Recovery of Mother Plant Poisoning in Cats
Recovery and prognosis for mild cases of mums poisoning in cats will usually recover quickly with quick and effective treatment. Cats experiencing a mild bout of plant poisoning will usually recover completely within twenty-four hours after consumption. The prognosis for severe mums poisoning is not outlined in the current veterinary literature due to the scarcity of occurrence.
Plant mums are very common in outdoor gardens. Although the parent plant comes from Europe and Asia, cats may find this plant during outside activity. If this is the case, it may be a good idea to limit or monitor your cat’s outdoor activities to prevent future cases of poisoning.
If the parent plant that your cat eats is your own, you should get rid of it immediately. Be sure to research plants or flowers before purchasing to make sure they don’t contain substances that are toxic to cats.
Cases of mild poisoning usually do not require follow-up. Your vet will schedule an appointment as needed for severe poisoning cases based on your cat’s symptoms.
How to Prevent Cats from eating mums?
You can help prevent your cat from eating these plants by moving them to places where they are difficult to reach. Another trick is to try spraying the flowers with vinegar water that doesn’t hurt the flowers but will prevent your cat from eating them.
In addition, you can also separate plants that are safe for cats in the house, and poisonous around or outside the house. This will be the safest precaution.
Types of plants poisonous to cats
Flowers that are toxic to cats include:
Aloe vera is a versatile plant. Not only beautify the house, but aloe vera also has properties for skin and hair. Although aloe vera is beneficial for humans, it contains saponins and anthraquinones that are toxic to cats. This can cause lethargy, vomiting, and diarrhea if ingested.

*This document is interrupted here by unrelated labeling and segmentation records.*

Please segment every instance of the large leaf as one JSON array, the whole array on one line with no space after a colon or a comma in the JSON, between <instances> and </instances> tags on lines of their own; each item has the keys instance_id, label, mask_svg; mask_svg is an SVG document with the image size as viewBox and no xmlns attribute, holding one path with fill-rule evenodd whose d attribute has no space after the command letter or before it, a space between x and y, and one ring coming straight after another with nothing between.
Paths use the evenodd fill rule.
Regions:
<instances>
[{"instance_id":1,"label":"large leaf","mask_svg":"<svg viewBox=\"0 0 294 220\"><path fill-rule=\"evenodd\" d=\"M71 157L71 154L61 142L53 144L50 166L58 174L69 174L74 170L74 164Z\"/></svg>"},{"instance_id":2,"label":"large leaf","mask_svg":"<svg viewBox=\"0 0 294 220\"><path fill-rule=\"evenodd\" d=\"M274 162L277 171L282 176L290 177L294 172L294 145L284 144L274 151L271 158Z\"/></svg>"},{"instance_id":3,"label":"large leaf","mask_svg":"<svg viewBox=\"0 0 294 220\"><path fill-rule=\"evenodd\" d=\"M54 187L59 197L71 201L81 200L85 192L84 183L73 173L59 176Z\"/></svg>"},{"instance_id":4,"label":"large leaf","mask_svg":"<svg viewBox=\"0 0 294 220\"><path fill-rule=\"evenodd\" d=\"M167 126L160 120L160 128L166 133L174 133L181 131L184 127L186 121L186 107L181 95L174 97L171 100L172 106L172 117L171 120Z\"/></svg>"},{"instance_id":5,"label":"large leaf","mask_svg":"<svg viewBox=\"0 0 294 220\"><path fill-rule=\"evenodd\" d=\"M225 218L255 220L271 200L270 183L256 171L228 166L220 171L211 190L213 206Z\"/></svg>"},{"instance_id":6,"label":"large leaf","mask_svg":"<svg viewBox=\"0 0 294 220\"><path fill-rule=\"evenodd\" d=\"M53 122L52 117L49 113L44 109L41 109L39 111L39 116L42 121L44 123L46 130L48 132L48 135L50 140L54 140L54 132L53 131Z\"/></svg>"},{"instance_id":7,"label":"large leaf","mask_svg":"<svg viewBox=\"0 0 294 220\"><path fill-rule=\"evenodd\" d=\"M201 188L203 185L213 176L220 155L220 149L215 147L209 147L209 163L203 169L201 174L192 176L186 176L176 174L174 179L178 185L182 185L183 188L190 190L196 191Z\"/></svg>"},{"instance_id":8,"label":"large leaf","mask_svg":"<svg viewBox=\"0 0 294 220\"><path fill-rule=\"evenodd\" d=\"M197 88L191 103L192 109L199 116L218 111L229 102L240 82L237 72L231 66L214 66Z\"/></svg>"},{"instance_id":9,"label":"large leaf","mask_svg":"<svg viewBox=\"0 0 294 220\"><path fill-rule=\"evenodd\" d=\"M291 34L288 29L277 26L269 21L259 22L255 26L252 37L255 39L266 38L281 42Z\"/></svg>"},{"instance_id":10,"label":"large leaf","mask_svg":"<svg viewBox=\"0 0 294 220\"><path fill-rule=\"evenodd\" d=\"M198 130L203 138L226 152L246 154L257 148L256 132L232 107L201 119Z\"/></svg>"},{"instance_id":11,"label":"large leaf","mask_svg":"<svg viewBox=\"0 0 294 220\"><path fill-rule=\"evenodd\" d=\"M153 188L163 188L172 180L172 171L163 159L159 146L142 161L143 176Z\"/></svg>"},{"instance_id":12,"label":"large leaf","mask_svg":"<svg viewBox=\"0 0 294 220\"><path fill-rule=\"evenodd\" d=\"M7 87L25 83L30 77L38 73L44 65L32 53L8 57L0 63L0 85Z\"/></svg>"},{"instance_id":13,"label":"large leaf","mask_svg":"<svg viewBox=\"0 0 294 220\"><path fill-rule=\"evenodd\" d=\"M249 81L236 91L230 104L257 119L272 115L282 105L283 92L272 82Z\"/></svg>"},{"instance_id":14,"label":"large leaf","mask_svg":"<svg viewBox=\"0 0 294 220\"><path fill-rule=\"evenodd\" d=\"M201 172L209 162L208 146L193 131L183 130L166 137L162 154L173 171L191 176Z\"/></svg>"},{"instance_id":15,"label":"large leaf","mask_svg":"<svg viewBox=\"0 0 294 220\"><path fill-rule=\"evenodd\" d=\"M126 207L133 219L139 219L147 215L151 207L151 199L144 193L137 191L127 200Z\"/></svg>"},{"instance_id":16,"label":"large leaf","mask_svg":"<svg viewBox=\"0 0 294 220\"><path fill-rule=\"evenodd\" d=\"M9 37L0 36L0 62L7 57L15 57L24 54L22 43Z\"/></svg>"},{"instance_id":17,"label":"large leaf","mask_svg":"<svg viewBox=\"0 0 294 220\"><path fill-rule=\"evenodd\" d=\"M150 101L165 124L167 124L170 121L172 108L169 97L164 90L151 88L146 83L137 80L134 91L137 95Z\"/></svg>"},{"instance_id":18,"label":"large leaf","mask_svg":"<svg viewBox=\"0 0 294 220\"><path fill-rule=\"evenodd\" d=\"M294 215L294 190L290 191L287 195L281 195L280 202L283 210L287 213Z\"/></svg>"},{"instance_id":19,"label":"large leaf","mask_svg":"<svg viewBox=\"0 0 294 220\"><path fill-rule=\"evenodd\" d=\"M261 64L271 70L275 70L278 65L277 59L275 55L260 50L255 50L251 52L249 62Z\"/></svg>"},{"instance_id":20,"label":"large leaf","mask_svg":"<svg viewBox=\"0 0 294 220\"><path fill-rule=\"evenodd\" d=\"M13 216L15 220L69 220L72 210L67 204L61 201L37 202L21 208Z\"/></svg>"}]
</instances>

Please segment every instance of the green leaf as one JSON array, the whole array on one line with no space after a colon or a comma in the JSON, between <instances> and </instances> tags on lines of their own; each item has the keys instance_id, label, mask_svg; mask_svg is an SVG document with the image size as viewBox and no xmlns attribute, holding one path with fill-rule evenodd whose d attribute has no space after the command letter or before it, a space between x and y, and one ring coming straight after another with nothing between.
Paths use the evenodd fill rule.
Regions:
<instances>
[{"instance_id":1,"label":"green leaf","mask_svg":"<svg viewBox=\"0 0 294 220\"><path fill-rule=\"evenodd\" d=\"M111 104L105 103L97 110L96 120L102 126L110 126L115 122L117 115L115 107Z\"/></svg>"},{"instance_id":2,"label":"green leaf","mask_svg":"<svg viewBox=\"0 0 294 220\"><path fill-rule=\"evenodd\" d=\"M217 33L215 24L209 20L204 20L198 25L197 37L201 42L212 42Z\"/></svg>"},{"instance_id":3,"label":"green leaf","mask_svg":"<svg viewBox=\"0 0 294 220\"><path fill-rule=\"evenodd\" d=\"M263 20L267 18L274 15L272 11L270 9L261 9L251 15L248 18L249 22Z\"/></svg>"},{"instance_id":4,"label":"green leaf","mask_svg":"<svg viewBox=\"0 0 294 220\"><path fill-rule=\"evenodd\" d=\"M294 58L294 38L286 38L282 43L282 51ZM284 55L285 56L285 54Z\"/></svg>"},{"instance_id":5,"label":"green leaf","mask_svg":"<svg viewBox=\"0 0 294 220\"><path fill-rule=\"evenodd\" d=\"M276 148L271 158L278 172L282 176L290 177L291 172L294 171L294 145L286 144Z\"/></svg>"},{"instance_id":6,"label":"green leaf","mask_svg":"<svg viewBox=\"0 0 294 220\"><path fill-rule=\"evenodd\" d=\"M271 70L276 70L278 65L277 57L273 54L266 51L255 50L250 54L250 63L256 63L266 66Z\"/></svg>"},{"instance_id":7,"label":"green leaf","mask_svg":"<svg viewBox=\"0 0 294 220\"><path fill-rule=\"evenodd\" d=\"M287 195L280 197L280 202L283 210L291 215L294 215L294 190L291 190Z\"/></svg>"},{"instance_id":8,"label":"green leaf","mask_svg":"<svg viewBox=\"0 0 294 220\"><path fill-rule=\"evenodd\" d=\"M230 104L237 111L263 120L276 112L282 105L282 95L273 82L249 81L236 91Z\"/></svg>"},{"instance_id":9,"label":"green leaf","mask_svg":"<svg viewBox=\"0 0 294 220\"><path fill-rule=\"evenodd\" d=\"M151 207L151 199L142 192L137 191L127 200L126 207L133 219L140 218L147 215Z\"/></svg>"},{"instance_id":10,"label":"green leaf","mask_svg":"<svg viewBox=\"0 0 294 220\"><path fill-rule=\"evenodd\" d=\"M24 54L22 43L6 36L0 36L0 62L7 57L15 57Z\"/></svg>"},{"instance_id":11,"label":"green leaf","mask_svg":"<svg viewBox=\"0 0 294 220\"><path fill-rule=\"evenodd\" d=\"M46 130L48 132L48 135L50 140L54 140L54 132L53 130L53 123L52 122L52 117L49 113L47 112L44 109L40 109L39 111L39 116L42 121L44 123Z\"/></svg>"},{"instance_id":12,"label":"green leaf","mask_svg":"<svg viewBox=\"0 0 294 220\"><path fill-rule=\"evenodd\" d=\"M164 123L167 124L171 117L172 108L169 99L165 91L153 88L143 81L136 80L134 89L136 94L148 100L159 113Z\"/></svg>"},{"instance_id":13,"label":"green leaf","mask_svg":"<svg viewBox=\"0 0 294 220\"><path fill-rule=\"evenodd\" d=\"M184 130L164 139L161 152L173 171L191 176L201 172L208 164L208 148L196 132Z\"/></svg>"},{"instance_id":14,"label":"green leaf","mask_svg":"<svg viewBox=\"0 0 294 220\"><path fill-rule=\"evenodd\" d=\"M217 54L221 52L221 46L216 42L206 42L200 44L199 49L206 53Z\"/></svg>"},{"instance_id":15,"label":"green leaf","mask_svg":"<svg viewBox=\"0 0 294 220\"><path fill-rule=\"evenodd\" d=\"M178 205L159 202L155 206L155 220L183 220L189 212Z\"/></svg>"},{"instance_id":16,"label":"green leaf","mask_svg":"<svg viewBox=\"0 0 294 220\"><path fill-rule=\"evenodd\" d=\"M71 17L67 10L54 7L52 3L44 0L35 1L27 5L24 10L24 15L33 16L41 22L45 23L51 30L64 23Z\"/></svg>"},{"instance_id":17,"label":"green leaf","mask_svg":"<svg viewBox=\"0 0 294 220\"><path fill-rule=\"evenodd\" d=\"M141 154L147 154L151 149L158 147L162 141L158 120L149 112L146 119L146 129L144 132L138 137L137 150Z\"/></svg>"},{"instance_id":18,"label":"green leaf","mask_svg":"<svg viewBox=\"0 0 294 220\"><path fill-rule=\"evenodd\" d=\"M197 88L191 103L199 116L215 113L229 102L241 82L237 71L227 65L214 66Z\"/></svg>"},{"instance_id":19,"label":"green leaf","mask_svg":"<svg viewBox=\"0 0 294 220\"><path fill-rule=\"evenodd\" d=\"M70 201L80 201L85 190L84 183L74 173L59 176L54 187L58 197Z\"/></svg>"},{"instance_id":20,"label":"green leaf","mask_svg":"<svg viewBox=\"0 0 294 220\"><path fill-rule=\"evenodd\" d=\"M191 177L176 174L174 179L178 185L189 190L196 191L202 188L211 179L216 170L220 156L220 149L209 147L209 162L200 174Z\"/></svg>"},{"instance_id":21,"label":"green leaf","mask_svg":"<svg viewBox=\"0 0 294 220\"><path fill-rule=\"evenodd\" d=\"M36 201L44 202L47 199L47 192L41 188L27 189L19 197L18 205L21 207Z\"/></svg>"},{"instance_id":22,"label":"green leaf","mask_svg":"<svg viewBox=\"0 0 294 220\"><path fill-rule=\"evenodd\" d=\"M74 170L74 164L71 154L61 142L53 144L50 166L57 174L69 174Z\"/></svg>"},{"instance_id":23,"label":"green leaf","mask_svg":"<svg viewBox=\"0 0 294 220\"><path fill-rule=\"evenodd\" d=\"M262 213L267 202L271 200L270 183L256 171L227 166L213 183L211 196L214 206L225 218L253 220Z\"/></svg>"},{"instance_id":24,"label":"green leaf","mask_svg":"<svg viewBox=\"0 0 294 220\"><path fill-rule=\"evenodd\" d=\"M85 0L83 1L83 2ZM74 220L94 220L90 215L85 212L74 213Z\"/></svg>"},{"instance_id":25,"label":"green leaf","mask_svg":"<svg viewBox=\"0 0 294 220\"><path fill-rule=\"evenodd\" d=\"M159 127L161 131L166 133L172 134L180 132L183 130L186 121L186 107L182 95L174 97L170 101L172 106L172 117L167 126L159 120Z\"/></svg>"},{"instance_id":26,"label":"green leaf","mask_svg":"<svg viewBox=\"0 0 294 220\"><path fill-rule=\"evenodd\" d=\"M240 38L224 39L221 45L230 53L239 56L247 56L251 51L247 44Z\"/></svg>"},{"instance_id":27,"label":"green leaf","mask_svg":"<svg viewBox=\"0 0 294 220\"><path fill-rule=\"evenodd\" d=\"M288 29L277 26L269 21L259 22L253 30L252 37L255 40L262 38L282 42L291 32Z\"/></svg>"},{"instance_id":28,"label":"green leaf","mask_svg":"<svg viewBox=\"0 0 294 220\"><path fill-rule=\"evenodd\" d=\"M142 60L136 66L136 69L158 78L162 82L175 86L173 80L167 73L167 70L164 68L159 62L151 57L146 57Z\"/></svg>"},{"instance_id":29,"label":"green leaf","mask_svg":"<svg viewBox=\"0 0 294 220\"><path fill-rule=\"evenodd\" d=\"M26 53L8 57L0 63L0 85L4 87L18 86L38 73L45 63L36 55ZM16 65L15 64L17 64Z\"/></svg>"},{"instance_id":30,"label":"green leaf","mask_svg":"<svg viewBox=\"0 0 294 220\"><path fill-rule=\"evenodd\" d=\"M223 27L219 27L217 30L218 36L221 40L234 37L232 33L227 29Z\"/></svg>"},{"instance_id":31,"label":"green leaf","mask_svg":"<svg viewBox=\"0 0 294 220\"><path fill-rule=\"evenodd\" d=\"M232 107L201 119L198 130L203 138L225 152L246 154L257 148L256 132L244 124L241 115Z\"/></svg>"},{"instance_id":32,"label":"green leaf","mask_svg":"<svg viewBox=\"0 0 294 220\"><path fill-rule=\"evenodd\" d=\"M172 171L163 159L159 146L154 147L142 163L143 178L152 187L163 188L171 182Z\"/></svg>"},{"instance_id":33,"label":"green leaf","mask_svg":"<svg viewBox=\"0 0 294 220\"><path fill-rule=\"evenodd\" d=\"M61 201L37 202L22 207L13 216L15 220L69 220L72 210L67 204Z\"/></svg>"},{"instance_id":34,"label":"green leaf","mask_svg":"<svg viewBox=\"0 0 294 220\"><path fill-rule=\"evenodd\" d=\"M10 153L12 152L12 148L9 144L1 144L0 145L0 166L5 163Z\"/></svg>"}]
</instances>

This plant is very beautiful in the eyes. However, the petals turned out to contain toxins that can cause various diseases in cats. Among them such as stomach irritation, loss of appetite, depression, heart defects, to seizures.
Having small and pointed leaves makes English ivy look very soft. This plant is often used as a beautiful home-hanging ornamental plant. English ivy contains triterpenoid saponins that are toxic to cats. If ingested, English ivy can cause a variety of symptoms including weakness, vomiting, swollen throat, excessive salivation, dermatitis, rash, and ataxia.

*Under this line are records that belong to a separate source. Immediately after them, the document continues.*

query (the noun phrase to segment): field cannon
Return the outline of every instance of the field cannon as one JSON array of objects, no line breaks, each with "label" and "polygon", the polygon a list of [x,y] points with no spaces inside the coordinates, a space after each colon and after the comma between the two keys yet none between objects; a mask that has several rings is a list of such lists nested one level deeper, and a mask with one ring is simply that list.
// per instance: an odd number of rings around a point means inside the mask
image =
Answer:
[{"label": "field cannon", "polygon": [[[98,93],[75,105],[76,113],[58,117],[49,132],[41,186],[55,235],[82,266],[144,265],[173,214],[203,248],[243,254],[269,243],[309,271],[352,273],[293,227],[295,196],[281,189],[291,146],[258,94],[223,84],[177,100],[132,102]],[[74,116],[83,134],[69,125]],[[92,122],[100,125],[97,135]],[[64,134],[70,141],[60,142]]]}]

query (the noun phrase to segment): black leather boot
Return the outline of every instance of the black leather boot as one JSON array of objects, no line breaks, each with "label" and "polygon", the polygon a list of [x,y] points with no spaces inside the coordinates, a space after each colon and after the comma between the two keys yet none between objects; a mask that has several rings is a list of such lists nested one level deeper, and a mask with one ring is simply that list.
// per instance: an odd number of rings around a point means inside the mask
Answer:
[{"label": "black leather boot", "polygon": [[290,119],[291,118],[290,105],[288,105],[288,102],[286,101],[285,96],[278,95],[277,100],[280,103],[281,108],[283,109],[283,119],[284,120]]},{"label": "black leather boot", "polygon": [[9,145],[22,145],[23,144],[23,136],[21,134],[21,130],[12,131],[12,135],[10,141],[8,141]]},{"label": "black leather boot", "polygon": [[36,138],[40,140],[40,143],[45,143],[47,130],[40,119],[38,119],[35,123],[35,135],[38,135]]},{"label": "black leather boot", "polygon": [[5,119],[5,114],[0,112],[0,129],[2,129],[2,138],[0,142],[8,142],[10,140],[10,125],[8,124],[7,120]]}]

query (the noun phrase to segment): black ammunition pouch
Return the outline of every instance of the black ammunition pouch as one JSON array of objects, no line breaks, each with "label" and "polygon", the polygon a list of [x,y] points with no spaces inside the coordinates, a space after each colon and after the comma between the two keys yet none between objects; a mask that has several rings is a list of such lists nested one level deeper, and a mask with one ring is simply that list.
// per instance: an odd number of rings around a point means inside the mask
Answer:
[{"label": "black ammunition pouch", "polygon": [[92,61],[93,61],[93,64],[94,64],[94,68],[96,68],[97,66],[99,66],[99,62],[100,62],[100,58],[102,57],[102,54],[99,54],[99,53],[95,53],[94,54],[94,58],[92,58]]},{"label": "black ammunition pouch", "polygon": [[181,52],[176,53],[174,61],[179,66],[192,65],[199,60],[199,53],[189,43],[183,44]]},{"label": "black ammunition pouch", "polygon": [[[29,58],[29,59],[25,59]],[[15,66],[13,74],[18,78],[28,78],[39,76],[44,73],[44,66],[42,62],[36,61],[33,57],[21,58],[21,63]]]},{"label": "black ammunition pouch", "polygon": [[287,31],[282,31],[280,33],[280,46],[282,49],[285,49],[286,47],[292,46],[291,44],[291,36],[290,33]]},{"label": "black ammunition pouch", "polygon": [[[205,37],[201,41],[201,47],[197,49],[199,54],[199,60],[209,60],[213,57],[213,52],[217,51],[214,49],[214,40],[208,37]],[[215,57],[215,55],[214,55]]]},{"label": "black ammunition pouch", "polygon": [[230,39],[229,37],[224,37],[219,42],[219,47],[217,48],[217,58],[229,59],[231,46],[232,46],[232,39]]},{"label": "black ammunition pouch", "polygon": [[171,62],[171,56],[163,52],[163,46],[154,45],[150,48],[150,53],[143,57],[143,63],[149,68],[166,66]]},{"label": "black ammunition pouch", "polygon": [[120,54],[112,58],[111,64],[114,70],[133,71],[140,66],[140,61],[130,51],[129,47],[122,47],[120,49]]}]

Lantana is one of the poisonous plants because it contains alpha-lantadene. Lantadene can cause nausea, vomiting, diarrhea, shortness of breath, kidney failure, heart failure, and even death.
Safe Flowers For Cats
Keep in mind that non-toxic flowers for cats can cause stomach disorders. Some plants can present other challenges, such as roses with their prickly stems.
But, in general, the following flowers are considered safe for cats:
Find out more about Flowers Not Poisonous To Cats: Cats Like It and Some Have Benefits.